Riddick Insider: Facts On Demand

It's not clear where the "on demand" element comes into it, but this is an option to play the film with pop-up text information bubbles. These are nicely designed and animated, but offer an odd mixture of facts about the film's universe (as if it was "real"), and behind-the-scenes information. Ideally this would have been presented in two separate streams. Since this information spans the duration of the film, it adds considerably to the disc's value for money (assuming you're going to watch the film a second time with them on!) They won't answer all the questions an inquisitive mind might raise, but they've obviously been written by someone who knows Riddick's universe and the production intimately, perhaps even Twohy himself.

Visual Effects Revealed

At only six minutes long, this is a shamefully short look behind the scenes of The Chronicles of Riddick.
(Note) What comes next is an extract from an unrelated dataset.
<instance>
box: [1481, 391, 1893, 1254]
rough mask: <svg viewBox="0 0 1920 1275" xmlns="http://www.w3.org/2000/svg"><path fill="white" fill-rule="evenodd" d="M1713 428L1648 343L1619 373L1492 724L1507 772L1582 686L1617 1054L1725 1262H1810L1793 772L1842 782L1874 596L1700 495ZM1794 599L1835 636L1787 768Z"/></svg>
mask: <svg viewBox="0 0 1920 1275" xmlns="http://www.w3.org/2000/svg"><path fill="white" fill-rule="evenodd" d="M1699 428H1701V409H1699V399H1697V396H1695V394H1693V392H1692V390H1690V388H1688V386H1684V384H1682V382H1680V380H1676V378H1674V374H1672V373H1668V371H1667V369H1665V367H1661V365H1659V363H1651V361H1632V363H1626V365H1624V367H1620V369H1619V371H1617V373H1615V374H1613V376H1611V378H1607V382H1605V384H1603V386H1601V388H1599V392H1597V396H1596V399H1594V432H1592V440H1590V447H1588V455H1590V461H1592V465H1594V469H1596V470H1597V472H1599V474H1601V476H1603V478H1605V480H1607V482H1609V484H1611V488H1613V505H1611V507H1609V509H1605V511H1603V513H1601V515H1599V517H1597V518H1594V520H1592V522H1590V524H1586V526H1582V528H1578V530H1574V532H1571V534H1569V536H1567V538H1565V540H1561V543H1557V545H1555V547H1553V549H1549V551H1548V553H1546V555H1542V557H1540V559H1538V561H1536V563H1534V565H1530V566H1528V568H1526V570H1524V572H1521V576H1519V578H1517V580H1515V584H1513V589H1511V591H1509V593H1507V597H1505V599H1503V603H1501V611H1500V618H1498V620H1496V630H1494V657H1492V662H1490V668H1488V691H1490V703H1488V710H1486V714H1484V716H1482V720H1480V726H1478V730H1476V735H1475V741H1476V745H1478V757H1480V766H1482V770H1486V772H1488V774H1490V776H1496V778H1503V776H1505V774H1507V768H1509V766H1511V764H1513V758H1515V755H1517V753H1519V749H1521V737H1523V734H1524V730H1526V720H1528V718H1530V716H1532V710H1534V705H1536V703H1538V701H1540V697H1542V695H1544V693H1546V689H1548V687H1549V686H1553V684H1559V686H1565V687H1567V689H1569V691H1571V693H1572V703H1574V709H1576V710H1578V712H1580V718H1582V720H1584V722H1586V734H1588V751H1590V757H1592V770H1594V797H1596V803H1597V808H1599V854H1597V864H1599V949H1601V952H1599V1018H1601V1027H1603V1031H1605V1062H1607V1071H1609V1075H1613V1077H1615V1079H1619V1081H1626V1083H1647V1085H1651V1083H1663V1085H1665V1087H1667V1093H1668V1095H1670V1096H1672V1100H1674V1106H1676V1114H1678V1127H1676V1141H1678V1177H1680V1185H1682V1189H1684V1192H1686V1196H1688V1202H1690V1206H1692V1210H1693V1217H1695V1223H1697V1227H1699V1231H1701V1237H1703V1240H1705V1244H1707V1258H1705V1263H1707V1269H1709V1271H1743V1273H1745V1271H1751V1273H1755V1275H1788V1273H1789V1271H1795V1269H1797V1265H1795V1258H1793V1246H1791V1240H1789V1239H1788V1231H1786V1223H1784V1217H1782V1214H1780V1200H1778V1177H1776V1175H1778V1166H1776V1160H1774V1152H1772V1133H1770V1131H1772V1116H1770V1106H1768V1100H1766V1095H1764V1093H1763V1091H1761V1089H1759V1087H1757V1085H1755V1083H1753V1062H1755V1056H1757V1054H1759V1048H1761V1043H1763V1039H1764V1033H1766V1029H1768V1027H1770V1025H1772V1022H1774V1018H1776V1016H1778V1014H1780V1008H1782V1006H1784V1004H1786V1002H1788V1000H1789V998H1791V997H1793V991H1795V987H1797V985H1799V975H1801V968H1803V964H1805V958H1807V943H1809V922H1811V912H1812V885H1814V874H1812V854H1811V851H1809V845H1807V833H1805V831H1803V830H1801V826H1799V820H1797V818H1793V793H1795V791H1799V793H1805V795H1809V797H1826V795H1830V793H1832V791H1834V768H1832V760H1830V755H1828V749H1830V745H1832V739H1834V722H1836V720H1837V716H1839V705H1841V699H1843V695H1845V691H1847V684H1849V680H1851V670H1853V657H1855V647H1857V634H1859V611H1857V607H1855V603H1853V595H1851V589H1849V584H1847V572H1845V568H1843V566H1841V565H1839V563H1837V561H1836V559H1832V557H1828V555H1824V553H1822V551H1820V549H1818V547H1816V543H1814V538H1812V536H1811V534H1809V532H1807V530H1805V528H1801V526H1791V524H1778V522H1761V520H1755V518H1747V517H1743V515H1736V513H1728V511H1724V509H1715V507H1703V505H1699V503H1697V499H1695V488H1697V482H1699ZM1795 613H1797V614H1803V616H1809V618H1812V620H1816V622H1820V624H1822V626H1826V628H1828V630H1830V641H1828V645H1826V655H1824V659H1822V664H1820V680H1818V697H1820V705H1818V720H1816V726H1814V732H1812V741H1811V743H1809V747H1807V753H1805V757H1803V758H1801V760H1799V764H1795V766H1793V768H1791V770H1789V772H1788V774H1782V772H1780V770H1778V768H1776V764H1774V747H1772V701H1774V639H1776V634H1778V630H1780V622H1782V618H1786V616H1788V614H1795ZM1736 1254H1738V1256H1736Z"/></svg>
Fans would have been better served by watching the various promotional TV shows that were shown to coincide with the theatrical release. Only a handful of sequences are covered, and in no great depth, of course. Subjects touched upon include the firestorm on Crematoria; Aereon's translucency; and the hell-hounds.

Riddick's Worlds

This section is introduced by a short piece where Vin Diesel gives the viewer a whirlwind tour of the film's enormous and extremely impressive sets, including the Necromonger's basilica, and the chamber of the Quasi-Deads (where Riddick's mind is read, a process which takes surprising effort and time). Ten locations are also offered in panoramic-view, where the viewer can choose to move left or right in order to see an "Interactive 360 view of the sets". Typically this means moving left or right half a dozen times, to see the full layout. If you pause, you'll hear some appropriate soundtrack music play, but the loops are short, so you won't be hanging around - a nice touch, though. These guides are certainly less technically ambitious (and less revealing) than those on another recent Universal DVD, Van Helsing.
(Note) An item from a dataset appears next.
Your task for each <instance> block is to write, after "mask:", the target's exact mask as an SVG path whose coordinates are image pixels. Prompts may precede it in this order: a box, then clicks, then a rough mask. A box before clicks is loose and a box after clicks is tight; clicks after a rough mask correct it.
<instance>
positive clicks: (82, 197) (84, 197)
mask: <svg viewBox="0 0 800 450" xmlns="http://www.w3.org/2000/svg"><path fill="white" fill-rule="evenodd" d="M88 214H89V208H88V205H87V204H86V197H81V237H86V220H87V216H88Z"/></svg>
Adverts for the Chronicles of Riddick: Pitch Black Special Edition DVD, the Chronicles of Riddick: Dark Fury DVD, the Van Helsing DVD, and trailers for The Bourne Supremacy ("In Theatres") and, rather absurdly, Billy Elliot: The Musical.

Play the X-Box Game

Put the disc into an X-Box, and you can sample an entire level of of the Chronicles of Riddick: Escape From Butcher Bay game.
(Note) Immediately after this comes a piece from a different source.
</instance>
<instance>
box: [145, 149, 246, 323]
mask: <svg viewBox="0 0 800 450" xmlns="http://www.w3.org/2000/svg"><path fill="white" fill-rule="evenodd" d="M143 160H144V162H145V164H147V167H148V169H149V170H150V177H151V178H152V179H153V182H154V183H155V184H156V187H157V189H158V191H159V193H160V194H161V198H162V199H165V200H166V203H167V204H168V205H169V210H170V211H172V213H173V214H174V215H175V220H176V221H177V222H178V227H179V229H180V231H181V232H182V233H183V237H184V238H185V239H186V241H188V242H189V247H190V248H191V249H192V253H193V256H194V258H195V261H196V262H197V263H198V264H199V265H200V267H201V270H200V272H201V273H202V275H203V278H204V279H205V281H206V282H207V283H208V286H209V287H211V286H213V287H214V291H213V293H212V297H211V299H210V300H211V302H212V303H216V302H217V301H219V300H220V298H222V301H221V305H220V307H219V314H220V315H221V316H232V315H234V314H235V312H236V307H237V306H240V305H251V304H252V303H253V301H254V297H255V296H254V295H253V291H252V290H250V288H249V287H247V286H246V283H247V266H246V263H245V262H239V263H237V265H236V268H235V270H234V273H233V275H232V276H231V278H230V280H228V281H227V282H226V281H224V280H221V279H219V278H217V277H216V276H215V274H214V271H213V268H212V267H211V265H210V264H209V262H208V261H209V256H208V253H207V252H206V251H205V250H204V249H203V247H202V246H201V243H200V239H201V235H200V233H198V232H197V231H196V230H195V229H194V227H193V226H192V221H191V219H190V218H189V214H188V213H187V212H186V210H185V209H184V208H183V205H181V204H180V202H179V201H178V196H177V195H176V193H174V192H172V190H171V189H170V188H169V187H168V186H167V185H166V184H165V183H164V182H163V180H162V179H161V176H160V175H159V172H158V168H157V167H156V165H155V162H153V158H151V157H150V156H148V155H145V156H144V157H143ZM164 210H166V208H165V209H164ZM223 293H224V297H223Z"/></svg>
Finally, the disc also features some DVD-Rom material. These bonus features use the invasive and disruptive InterActual software, which I refuse to install. It apparently also requires Windows 95 or later, so I assume Mac owners are going to be disappointed.

The bonus material really don't play to the film's strengths. The pieces on the special effects and the sets are insubstantial. There's nothing at all about the wonderful costume design, or the beautiful Necromonger art deco-style statuary (inspired by the work of Italian artist Adolfo Wildt), or the props, for example. No, this is a film that virtually demands a two-disc set, and, if Universal's loathsome double-dipping track record is used a yardstick, eventually it will get one.


Only a fool would bet that this will be the last time that The Chronicles of Riddick will be released on DVD. Even though the film wasn't a huge hit, the voraciousness of its core audience - not to mention the the possibility of further sequels - offers plenty of potential to revisit the film with a more lavish set, perhaps one that will offer an un-rated cut, a DTS audio option, and a second disc of in-depth behind the scenes materials.


A two-disc Director's Cut of The Chronicles of Riddick will be released in the UK on September the 19th.